Дариус предоставил мистеру Найтингейлу закончить дело, с которым тот так хорошо справлялся, сам же направился в контору, где сидел хмурый Вернер. А Эмма, сидевшая за столом, что-то яростно строчила на листке бумаги.
Увидев графа, герр Вернер воскликнул:
— О, лорд Саутуэйт!.. — Немец вскочил на ноги. — Благодарю вашу милость за то, что вы задержались здесь. Эта женщина… — Он сделал жест в сторону Эммы. — Видите ли, она…

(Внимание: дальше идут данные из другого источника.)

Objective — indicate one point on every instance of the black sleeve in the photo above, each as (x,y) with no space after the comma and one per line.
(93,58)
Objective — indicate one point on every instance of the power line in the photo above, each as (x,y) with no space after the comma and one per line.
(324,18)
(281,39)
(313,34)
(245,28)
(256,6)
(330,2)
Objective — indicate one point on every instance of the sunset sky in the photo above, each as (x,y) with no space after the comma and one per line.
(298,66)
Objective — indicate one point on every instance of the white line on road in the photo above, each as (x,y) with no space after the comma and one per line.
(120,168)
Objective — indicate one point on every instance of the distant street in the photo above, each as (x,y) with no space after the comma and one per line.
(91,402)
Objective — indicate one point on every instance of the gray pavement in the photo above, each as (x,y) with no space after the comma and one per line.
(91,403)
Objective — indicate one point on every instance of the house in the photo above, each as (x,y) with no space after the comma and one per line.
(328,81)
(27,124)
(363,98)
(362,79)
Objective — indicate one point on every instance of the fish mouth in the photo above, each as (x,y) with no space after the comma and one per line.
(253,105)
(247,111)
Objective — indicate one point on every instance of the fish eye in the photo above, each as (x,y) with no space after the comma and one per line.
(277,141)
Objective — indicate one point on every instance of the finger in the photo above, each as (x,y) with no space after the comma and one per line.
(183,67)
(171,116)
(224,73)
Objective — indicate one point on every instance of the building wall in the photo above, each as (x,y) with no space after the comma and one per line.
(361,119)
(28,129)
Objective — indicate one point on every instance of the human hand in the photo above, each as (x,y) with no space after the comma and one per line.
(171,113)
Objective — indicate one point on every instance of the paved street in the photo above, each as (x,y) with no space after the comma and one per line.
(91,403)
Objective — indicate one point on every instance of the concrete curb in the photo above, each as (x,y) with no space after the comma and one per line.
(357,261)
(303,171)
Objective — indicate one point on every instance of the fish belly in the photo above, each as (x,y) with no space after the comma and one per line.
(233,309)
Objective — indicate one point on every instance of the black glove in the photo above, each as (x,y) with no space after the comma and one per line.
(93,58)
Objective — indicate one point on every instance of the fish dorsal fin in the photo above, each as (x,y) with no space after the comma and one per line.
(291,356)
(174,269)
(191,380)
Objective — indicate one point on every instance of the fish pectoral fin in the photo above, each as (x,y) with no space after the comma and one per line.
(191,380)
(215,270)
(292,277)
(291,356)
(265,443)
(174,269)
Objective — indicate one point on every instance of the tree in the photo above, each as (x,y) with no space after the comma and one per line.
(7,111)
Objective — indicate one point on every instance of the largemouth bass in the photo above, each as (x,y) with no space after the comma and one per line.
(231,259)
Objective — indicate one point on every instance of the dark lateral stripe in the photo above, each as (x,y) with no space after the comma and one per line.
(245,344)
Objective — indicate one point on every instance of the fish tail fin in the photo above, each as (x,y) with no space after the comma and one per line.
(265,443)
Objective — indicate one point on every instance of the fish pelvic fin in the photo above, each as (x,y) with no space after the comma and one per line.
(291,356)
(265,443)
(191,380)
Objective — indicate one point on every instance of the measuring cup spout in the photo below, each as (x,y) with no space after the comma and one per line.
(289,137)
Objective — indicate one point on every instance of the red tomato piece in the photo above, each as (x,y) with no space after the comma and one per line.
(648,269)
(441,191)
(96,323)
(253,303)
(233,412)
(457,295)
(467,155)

— Поверьте, она очень хорошо разбирается в цифрах, — перебил граф. — Уверен, что вы найдете ее расчеты ясными и точными, когда проверите их сами.
Господин Вернер заглянул в свой каталог и, казалось, успокоился. А Эмма продолжала строчить. Наконец, откинувшись на спинку стула, она сообщила:
— Господин Вернер, большая часть выручки от продажи картин поступит завтра. Ее доставят поверенные наших клиентов. Мы и не рассчитывали, что они принесут с собой на аукцион такие огромные суммы. — Она указала на стопки банкнот. — И все же кое-что можно выплатить уже сегодня. Я имею в виду то, что мы выручили за предметы меньшей ценности. Например, за рисунки. И за большую часть проданного серебра. У меня на руках очень большая сумма, и я выдам часть того, что вам причитается, сегодня же.

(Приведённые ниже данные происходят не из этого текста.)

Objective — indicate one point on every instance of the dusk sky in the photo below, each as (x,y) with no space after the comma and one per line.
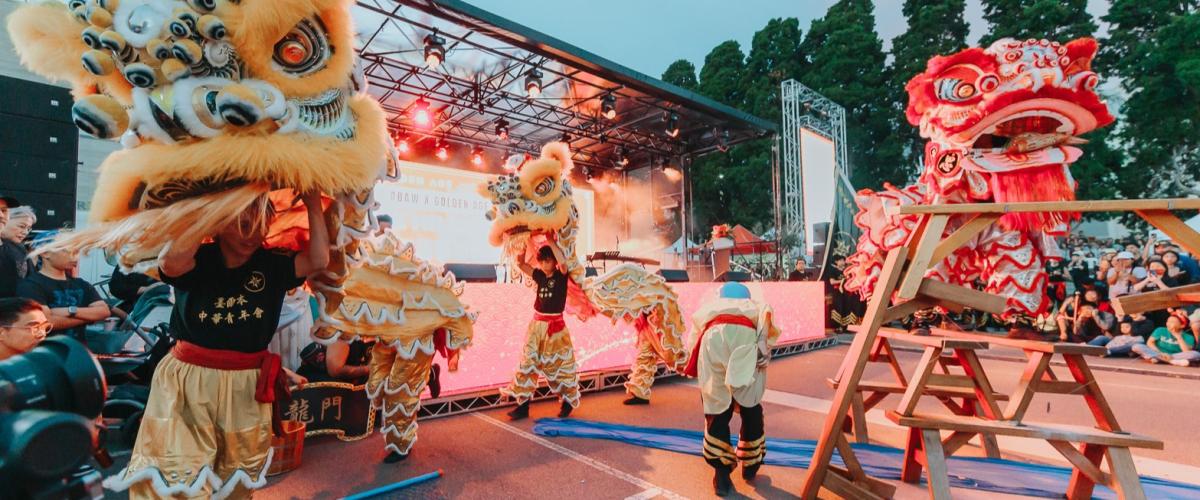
(649,35)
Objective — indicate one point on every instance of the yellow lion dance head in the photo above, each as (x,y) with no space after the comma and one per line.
(216,103)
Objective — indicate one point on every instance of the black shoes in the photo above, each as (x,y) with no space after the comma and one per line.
(565,410)
(521,411)
(635,401)
(436,381)
(721,482)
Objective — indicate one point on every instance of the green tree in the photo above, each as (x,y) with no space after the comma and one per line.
(681,73)
(846,64)
(1057,20)
(935,28)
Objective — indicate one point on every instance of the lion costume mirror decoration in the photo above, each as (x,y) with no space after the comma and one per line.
(533,206)
(1002,124)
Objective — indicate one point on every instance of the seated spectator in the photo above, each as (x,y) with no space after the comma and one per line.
(23,325)
(1122,342)
(1176,276)
(1173,343)
(73,302)
(1090,324)
(341,361)
(1122,276)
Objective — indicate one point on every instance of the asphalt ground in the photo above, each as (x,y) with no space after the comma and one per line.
(485,456)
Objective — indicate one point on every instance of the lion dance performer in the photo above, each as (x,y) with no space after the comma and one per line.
(533,208)
(216,103)
(412,308)
(735,335)
(1001,125)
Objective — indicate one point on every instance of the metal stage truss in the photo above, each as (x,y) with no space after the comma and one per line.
(804,108)
(589,381)
(481,82)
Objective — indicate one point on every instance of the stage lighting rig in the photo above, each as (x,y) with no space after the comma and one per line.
(672,127)
(502,130)
(609,106)
(435,50)
(533,82)
(421,113)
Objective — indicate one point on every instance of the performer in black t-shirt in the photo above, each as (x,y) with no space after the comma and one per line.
(547,350)
(207,428)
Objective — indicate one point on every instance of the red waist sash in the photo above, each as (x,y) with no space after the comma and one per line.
(693,368)
(271,379)
(555,321)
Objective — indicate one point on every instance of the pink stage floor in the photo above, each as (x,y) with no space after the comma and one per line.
(504,312)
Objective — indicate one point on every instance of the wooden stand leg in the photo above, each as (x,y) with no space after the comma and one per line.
(1081,486)
(910,471)
(1125,475)
(935,465)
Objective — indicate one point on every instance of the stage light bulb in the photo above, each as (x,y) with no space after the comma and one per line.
(435,50)
(609,106)
(533,83)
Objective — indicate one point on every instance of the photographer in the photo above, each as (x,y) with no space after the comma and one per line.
(23,325)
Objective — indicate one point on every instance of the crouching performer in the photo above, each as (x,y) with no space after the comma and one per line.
(735,337)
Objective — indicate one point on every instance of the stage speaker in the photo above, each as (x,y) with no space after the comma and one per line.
(473,272)
(673,275)
(733,276)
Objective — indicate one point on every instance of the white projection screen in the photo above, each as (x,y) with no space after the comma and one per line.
(441,212)
(820,174)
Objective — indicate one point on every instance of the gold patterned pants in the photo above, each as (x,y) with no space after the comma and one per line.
(641,374)
(395,387)
(550,355)
(202,435)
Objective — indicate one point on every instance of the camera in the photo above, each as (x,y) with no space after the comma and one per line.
(49,399)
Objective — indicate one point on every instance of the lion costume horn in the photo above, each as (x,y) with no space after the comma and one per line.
(217,102)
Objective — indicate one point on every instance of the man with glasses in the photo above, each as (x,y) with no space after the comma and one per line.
(23,325)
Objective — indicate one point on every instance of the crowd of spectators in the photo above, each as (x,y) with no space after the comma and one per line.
(1099,271)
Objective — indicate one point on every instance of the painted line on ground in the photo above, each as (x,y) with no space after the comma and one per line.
(585,459)
(1009,445)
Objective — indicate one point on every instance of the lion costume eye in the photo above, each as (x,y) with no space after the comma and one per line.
(544,187)
(305,49)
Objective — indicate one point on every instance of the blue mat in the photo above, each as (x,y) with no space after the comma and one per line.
(882,462)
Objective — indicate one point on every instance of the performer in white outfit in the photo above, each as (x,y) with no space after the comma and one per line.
(730,355)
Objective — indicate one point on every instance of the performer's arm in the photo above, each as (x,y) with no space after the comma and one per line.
(316,257)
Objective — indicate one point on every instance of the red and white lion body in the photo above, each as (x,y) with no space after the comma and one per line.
(1000,122)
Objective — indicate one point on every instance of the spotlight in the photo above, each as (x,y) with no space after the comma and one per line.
(421,114)
(435,50)
(672,127)
(502,130)
(533,82)
(477,156)
(609,106)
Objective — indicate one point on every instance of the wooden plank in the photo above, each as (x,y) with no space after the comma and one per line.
(1092,393)
(852,372)
(1035,367)
(937,475)
(904,309)
(967,296)
(1041,431)
(1179,232)
(1080,487)
(961,235)
(921,258)
(1080,462)
(1125,475)
(919,378)
(1157,300)
(1053,206)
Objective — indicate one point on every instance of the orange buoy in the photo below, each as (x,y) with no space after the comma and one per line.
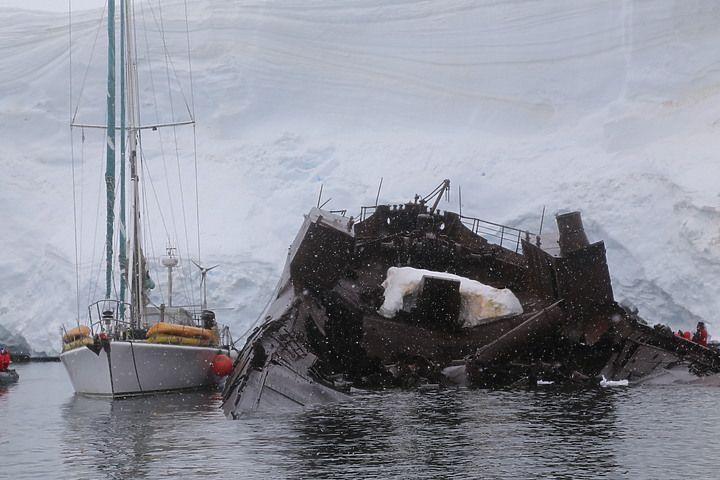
(222,365)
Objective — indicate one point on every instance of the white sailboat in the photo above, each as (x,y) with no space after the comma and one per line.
(129,344)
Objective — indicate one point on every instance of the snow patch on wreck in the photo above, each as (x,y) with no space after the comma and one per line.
(479,303)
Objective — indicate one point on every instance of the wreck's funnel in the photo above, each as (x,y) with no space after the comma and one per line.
(572,234)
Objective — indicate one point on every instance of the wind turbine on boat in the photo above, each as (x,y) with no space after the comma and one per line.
(203,283)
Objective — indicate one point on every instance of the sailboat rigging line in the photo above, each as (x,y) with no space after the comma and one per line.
(138,128)
(75,228)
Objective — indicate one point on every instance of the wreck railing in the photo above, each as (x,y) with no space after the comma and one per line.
(503,235)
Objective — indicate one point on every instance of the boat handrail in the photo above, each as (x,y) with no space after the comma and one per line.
(503,235)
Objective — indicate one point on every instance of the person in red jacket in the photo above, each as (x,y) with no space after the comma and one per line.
(4,359)
(700,336)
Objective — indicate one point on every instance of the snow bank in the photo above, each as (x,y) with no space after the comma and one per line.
(479,303)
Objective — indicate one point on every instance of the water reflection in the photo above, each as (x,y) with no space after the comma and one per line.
(459,434)
(128,438)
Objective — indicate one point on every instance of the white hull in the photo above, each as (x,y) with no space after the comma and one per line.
(139,368)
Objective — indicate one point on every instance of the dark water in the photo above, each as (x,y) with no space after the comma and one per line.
(633,432)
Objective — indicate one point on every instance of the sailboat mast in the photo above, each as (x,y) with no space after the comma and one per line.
(139,269)
(122,256)
(110,142)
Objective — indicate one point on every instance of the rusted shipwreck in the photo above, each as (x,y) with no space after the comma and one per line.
(333,326)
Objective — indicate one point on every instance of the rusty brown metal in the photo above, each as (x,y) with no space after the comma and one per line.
(323,333)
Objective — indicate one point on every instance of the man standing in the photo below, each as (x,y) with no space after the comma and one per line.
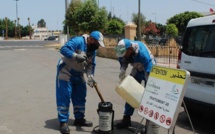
(139,56)
(78,57)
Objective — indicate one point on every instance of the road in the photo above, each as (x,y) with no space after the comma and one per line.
(27,95)
(23,44)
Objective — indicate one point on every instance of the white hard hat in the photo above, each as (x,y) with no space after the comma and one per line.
(120,49)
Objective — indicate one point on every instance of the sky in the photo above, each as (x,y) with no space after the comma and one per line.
(53,11)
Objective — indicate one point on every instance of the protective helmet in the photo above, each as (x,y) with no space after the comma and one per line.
(120,49)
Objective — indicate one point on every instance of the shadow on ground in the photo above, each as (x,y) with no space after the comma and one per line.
(202,123)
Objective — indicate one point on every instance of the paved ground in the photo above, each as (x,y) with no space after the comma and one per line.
(27,95)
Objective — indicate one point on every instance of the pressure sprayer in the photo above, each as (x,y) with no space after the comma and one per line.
(106,115)
(105,111)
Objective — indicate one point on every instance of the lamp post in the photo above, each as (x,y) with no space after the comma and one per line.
(29,27)
(17,20)
(15,33)
(16,11)
(139,25)
(155,16)
(67,27)
(19,29)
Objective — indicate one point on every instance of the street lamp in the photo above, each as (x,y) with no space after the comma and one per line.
(16,11)
(155,16)
(139,24)
(67,27)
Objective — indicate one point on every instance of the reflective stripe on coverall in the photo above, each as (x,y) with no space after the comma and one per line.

Вернер снова помрачнел. Так как им было предоставлено очень немного предметов, не представляющих большой ценности, то и сумма, которую Эмма собиралась выплатить ему сегодня, была небольшой.
Она показала ему цифры, и он какое-то время внимательно разглядывал их. Потом спросил:
— А остальное поступит завтра?
— Самое позднее — через два дня.
— А если кто-нибудь не заплатит?
— То не получит полотна. «Дом Фэрборна» не продает в кредит. Не так ли, лорд Саутуэйт?
— Да, верно, господин Вернер. «Дом Фэрборна» ввел очень строгие правила расчетов. Даже если речь идет обо мне.
Эмма пересчитала банкноты в трех стопках и отдала немцу самую маленькую. Уже прощаясь, он сказал:
— Я оставлю здесь охранников — на всякий случай.
Когда Вернер удалился, Эмма испустила глубокий вздох и закрыла глаза; казалось, она ужасно устала. Дариус прекрасно знал, что последние четыре дня она едва ли не жила в аукционном доме, готовясь к распродаже.
— Следует вас поздравить, Эмма. Благодаря сегодняшнему аукциону «Дом Фэрборна» будут помнить долго.
Она открыла глаза. И уже не казалась отрешенной и усталой. Напротив, на лице у нее появилась широкая улыбка.
— Ведь все прошло хорошо, да?
— Очень хорошо. Впечатляюще. Все прошло гладко, как отрепетированная опера.
— А вы видели эту толпу? Даже не хватило стульев. Мистер Найтингейл сообщил, что насчитал более трехсот посетителей. — Она разрумянилась от возбуждения. — А какие получились торги! Кассандра вне себя от счастья. Ее драгоценности удалось продать очень дорого. А рисунки принесли гораздо больше, чем я ожидала. Не могу поверить, что герцог Пенхерст столько заплатил за вашего Гварди. Это стало для меня самым большим сюрпризом за весь день.
— Пенхерст всегда им восхищался. И к счастью, Гварди отвлек его внимание от Рафаэля.
— Хорошо, что Рафаэль достался вам, Саутуэйт. Человек, отдавший его на аукцион, будет очень рад тому, что его полотно обрело такого достойного владельца. — Эмма встала и, все еще улыбаясь, указала на стопку банкнот. — Вот это — ваше, сэр.
Взяв другую стопку, она принялась укладывать деньги в свой ридикюль.
Граф смотрел на причитающуюся ему долю, потом взял отчет для господина Вернера.
— Но тут не совсем четко проставлены цены, — заметил он.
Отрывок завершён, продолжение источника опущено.